Lo hojeé cuando nadie miraba.
Vacío.
Ni una sola página sobre los símbolos. Ni un boceto, ni un apunte.
Como si nunca hubiera estado interesado.
Me fui a dormir con una extraña sensación de pérdida.
No sabía qué había cambiado…
pero algo sí lo había hecho.
𝘌𝘴𝘢 𝘯𝘰𝘤𝘩𝘦...
El sueño volvió.
Pero no fue como los otros.
Era más brumoso, como si lo viera a través de un velo húmedo.
Corría por un campo abierto. No había árboles, ni símbolos, ni figura oscura.
Solo una voz.
No era la misma de antes.
Era más suave, casi un susurro dentro de mí.

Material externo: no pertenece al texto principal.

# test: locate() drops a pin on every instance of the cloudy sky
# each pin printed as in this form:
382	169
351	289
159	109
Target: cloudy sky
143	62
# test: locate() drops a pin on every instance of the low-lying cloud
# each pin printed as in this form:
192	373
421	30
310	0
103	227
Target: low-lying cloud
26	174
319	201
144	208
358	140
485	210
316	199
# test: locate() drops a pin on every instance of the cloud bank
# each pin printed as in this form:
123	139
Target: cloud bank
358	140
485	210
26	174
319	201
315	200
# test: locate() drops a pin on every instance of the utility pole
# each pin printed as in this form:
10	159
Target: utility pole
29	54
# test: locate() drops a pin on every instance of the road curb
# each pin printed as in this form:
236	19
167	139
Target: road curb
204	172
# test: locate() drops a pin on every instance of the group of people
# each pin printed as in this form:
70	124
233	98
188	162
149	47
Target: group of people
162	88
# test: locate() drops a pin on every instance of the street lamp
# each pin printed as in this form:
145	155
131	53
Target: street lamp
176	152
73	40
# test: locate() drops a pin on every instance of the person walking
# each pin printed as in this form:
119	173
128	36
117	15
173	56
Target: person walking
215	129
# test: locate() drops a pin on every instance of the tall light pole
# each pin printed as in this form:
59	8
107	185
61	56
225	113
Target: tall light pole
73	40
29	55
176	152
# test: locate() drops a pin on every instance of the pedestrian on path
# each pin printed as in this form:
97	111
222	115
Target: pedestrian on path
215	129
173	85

No decía mi nombre esta vez.
Solo una frase:
“No llegues tarde.”
Desperté agitada, aunque sin miedo.
El reloj marcaba 3:33 a. m.
Otra vez.
Pero esta vez no me sentí observada.
Me sentí… esperada. Me quedé en la cama, respirando despacio, intentando que el eco de la voz desapareciera.
“No llegues tarde.”
Las palabras giraban en mi cabeza, sin un sentido claro, pero con un peso extraño. ¿A qué hora? ¿A qué lugar?
Miré el techo, la luz tenue de la luna colándose por la ventana, y sentí el frío recorrer mi piel, aunque la habitación estuviera cerrada.